14th President of Northwestern University
- In office 1985 – December 31, 1994
- Preceded by: Robert H. Strotz
- Succeeded by: Henry Bienen

Personal details
- Born: Arnold Robert Weber September 20, 1929 New York City, U.S.
- Died: August 20, 2020 (aged 90) Evanston, Illinois, U.S.
- Education: University of Illinois (B.S., 1950; M.A., 1952) Massachusetts Institute of Technology (Ph.D., 1958)

= Arnold Weber =

American academic administrator (1929–2020)

Arnold Robert Weber (September 20, 1929 – August 20, 2020) was an American economist and academic administrator who was president of Northwestern University from 1985 to 1994. His tenure at Northwestern was marked by stabilizing the university's finances and enhancing the campus environment.

==Biography==
Weber was born to a Jewish family in 1929 in The Bronx. His father worked as an electrician.

Weber graduated from the University of Illinois in 1950 with a bachelor's degree in economics.

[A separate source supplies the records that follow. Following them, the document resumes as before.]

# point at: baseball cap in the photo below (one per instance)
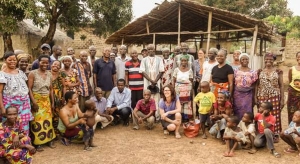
(45, 45)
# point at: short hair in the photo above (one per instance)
(234, 119)
(251, 115)
(7, 54)
(269, 105)
(121, 80)
(43, 56)
(69, 95)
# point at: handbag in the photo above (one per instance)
(191, 129)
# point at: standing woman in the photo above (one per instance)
(14, 90)
(269, 88)
(41, 95)
(198, 65)
(183, 82)
(244, 87)
(222, 75)
(72, 77)
(58, 85)
(23, 60)
(293, 102)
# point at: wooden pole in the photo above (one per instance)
(254, 40)
(179, 23)
(208, 30)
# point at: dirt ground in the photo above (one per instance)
(118, 144)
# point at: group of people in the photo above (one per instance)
(61, 97)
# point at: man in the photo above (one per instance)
(143, 112)
(152, 68)
(236, 60)
(104, 73)
(45, 49)
(119, 103)
(120, 62)
(134, 78)
(100, 102)
(84, 73)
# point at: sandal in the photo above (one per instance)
(275, 154)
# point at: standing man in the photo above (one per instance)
(119, 103)
(84, 73)
(152, 68)
(134, 78)
(104, 73)
(120, 62)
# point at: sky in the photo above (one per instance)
(142, 7)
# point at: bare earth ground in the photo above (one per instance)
(123, 145)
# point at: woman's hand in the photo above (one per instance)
(16, 142)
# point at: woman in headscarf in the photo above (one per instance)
(14, 90)
(244, 87)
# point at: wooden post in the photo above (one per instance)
(147, 27)
(208, 30)
(179, 23)
(254, 40)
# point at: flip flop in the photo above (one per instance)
(290, 150)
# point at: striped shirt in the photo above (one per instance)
(135, 79)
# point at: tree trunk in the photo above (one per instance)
(7, 42)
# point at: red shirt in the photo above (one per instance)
(146, 108)
(269, 119)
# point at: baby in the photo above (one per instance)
(88, 131)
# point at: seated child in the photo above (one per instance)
(248, 128)
(222, 110)
(233, 135)
(15, 145)
(291, 136)
(204, 100)
(265, 126)
(88, 130)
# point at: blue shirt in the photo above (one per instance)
(100, 105)
(104, 74)
(121, 100)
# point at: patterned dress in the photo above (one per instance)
(243, 92)
(15, 93)
(41, 126)
(269, 91)
(19, 155)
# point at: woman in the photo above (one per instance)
(293, 102)
(15, 145)
(14, 90)
(72, 77)
(170, 108)
(198, 64)
(23, 60)
(58, 85)
(183, 82)
(71, 118)
(244, 87)
(269, 88)
(41, 95)
(222, 75)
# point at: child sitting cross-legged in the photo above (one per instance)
(291, 136)
(248, 128)
(233, 136)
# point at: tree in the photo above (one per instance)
(259, 9)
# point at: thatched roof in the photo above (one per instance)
(163, 19)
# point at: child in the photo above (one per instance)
(205, 100)
(15, 145)
(88, 131)
(248, 128)
(222, 110)
(265, 125)
(291, 136)
(232, 135)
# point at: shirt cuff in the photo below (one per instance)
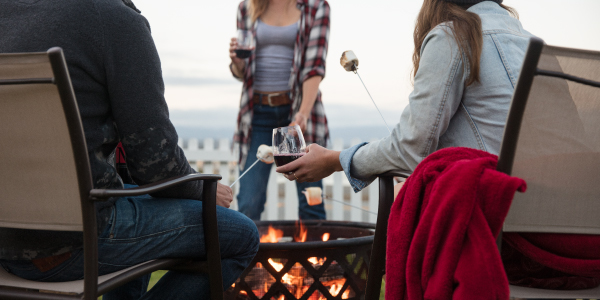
(346, 162)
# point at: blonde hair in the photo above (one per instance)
(466, 28)
(257, 8)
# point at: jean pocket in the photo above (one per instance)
(109, 229)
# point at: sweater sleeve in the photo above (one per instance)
(438, 88)
(138, 106)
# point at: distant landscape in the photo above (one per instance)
(345, 122)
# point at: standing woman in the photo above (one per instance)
(281, 87)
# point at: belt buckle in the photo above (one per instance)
(269, 98)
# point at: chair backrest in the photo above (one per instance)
(552, 141)
(44, 168)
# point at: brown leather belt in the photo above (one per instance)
(272, 99)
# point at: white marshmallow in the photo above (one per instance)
(265, 154)
(313, 195)
(348, 61)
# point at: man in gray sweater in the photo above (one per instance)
(117, 78)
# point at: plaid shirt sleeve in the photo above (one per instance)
(241, 16)
(318, 40)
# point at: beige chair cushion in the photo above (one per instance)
(72, 287)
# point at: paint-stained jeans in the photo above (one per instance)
(253, 186)
(142, 228)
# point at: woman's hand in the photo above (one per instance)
(300, 119)
(238, 63)
(316, 164)
(224, 195)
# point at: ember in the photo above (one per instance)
(322, 260)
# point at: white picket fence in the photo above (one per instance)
(282, 200)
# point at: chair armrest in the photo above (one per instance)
(395, 173)
(100, 194)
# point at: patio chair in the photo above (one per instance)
(43, 155)
(552, 141)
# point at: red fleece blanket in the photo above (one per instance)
(441, 232)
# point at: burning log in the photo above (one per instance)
(335, 272)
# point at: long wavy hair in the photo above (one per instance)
(466, 29)
(257, 8)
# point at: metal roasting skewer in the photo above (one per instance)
(244, 173)
(356, 72)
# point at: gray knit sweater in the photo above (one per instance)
(117, 78)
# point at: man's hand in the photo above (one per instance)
(224, 195)
(316, 164)
(300, 119)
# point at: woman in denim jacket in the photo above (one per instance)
(467, 58)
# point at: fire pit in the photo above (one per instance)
(316, 260)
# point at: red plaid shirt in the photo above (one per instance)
(310, 52)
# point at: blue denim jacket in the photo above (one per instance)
(442, 111)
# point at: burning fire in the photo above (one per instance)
(295, 278)
(272, 236)
(300, 232)
(336, 287)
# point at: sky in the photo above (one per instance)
(192, 38)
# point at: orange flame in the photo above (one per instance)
(277, 266)
(301, 232)
(336, 287)
(272, 236)
(317, 261)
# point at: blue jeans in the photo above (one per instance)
(142, 228)
(253, 186)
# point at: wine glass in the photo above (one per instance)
(288, 144)
(245, 41)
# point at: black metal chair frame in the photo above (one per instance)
(89, 196)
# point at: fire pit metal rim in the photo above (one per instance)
(348, 242)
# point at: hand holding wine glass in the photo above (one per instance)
(288, 144)
(240, 48)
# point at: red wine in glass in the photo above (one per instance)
(288, 144)
(242, 53)
(286, 158)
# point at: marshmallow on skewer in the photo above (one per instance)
(349, 61)
(265, 154)
(313, 195)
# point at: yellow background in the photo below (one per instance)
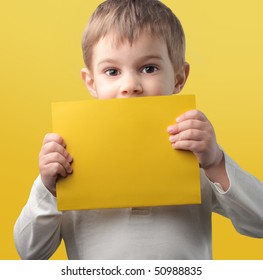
(40, 60)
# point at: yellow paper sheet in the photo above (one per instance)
(122, 155)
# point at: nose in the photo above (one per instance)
(131, 85)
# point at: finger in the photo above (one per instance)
(192, 114)
(53, 137)
(188, 145)
(190, 134)
(52, 147)
(55, 158)
(186, 125)
(54, 169)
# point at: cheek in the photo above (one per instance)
(104, 89)
(162, 86)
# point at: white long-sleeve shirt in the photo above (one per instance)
(170, 232)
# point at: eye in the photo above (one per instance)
(112, 72)
(148, 69)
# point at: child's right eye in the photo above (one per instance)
(112, 72)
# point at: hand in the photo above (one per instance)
(194, 132)
(54, 161)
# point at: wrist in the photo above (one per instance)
(219, 159)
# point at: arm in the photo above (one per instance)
(237, 194)
(242, 202)
(37, 230)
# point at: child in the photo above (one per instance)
(135, 48)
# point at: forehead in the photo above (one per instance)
(145, 43)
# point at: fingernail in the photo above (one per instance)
(171, 139)
(178, 119)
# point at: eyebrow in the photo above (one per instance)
(146, 57)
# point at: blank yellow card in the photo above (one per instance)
(122, 155)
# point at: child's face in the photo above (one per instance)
(141, 69)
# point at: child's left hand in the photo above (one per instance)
(194, 132)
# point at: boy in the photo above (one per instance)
(135, 48)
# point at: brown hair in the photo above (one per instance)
(128, 19)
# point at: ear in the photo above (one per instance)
(181, 76)
(88, 80)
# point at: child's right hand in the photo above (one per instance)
(54, 161)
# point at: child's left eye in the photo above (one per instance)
(148, 69)
(112, 72)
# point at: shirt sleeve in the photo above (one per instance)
(37, 229)
(242, 202)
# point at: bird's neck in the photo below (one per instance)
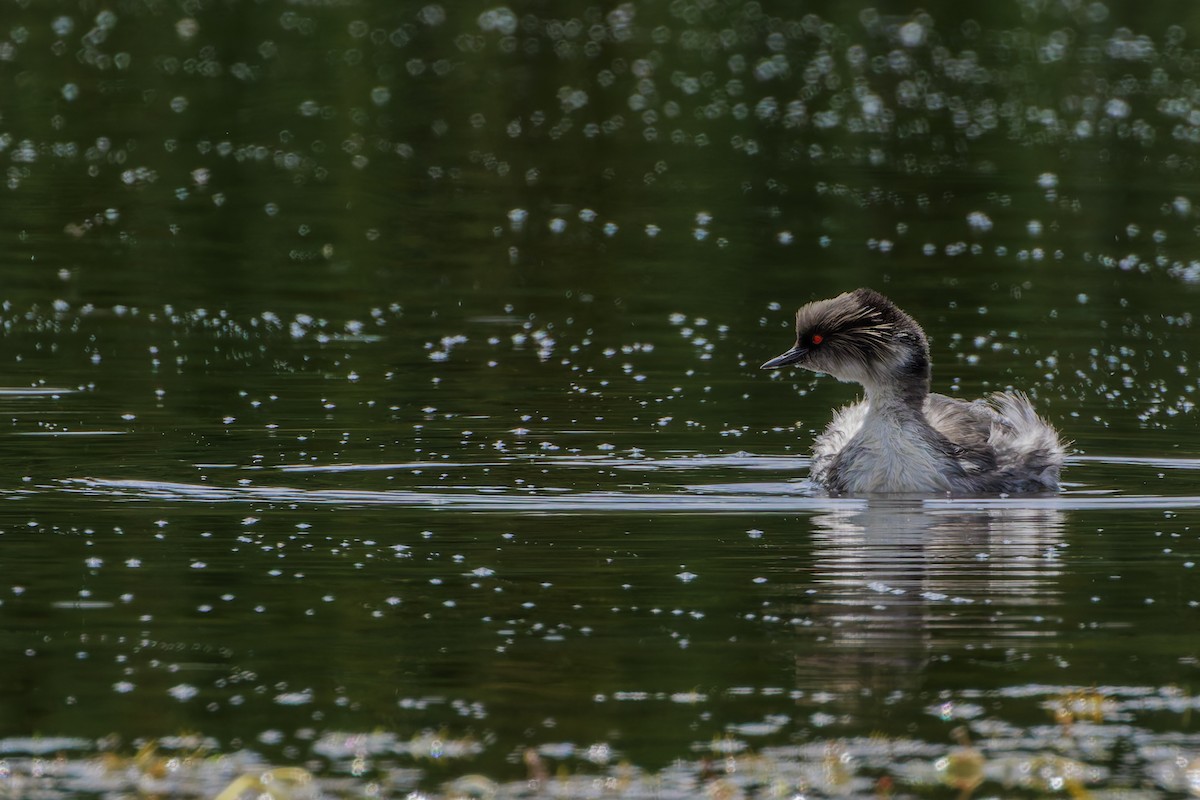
(899, 397)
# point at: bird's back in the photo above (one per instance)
(981, 447)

He next completed two advanced degrees in economics, an M.A. in 1952 at Illinois and Ph.D. in 1958 at the Massachusetts Institute of Technology (MIT). His doctoral thesis was The International Chemical Workers Union: a case study in structural adjustment. From 1952 to 1954, Weber served in the United States Coast Guard prior to enrolling at MIT.

At the beginning of his career, Weber was a professor, first at MIT (1957–58), followed by University of Chicago (1958-1973). He then went to Carnegie Mellon University, where he served first as Dean of the Graduate School of Industrial Administration (1973–77), and then as provost and professor until 1980. In 1980, he became President of the University of Colorado, where he served until 1984.

His non-university experience includes serving as president of the Civic Committee of The Commercial Club of Chicago, the leading business and civic organization in the metropolitan area, from 1995-1999.

Prior to and during his tenure at Northwestern, Weber served on the boards of many corporations including Burlington Northern Santa Fe Inc., PepsiCo Inc., Tribune Co., John Deere & Company, Aon Corp. and Inland Steel.

During his career, he served as a member of the faculty at the Graduate School of Business at the University of Chicago and as a presidential appointee and economic adviser in the federal government.

He has been inducted into the National Academy of Arbitrators and the National Academy of Public Administration, is a Laureate of The Lincoln Academy of Illinois and a member of the Academy of Arts and Sciences.

Weber is the author of eight books, as well as numerous monographs and articles on economic policy, industrial and labor relations, and higher education.